Because of the historical significance of ghost towns, most are protected by federal and state laws. Some are protected because they are registered as historic places while others are protected as archaeological sites. These laws come with strict regulations to help protect the integrity of each sites. Tampering with any buildings, disturbing the site, and taking pieces of the town are strictly prohibited. In most ghost towns, even low impact metal detecting is forbidden.
While federal and state laws protect the cores of ghost towns, simple etiquette goes a long way to protect the little things. Most things are obvious: don’t litter, don’t vandalize anything, etc. However, some things are less apparent. In towns with current residents, do not consider their private homes to be part of some living museum, unless specified.
Though nearly every state in the U.S. has at least one ghost town, there are clearly some areas of the country that seem to have more ghost towns than legitimate ones. The southwest is particularly rank with ghost towns, owing in large part due to the time of western expansion and the rush for gold. Spend more than 5 minutes in New Mexico and you’ll probably come across a ghost town. The same is true for California’s Sierra Nevada range.
For online resources, there really is no site better than ghosttowns.com. Particularly useful is the map function, which allows you to click on any county in the country and get instant information on all ghost towns located there. Town profiles include directions, history (when known), and tips on any special features. For books, check out anything by the following authors: Philip Varney, Jim Hinckley, and Kerrick James. Their “Ghost Towns of” books of excellent travel advice and tips on ghost towns throughout the southwest.

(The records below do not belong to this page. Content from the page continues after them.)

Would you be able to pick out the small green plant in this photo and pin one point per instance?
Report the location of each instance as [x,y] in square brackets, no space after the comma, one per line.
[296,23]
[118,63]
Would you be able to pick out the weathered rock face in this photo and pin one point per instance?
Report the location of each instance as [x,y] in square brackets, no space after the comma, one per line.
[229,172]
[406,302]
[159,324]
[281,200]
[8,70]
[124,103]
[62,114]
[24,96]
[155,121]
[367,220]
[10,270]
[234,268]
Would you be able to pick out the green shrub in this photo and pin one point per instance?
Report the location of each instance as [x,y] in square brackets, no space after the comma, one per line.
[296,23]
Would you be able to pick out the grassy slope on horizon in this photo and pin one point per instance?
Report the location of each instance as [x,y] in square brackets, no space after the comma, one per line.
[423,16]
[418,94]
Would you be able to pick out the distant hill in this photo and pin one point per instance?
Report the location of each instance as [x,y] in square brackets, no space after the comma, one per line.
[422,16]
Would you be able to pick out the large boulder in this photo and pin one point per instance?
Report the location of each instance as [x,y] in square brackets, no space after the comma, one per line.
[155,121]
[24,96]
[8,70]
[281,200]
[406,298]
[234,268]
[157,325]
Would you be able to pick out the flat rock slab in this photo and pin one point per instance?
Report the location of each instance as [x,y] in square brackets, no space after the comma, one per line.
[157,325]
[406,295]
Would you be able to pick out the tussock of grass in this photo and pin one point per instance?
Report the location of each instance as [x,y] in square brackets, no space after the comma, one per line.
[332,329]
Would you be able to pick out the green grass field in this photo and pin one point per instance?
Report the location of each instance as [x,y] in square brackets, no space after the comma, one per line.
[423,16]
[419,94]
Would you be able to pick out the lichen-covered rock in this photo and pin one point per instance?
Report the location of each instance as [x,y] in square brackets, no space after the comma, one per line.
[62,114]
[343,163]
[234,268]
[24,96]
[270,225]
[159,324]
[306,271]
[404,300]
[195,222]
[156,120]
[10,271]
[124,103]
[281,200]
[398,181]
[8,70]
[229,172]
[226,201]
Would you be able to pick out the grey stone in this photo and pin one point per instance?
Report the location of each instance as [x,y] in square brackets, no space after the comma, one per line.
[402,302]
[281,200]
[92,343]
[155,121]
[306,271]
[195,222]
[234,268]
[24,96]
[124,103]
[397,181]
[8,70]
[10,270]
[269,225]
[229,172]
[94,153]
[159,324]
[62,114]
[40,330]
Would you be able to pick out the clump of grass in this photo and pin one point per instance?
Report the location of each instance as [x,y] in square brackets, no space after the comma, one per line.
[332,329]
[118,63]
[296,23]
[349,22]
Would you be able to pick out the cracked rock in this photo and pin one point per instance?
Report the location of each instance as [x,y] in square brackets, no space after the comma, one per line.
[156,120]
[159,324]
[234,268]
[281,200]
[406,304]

Not all ghost towns appear as the vacant set of HBO’s “Deadwood”, in fact, almost none are like that. If you visit enough sites, you’ll see that some ghost towns are little more than a few stone foundations and the general impression of a road, overgrown with weeds. Others may have more preserved buildings, visitor information signs, and easy access. In some cases, ghost towns may still be functional with current residents a complete infrastructure. Any town that has seen significant decrease in population or industry may be considered a ghost town, especially if it is historically significant.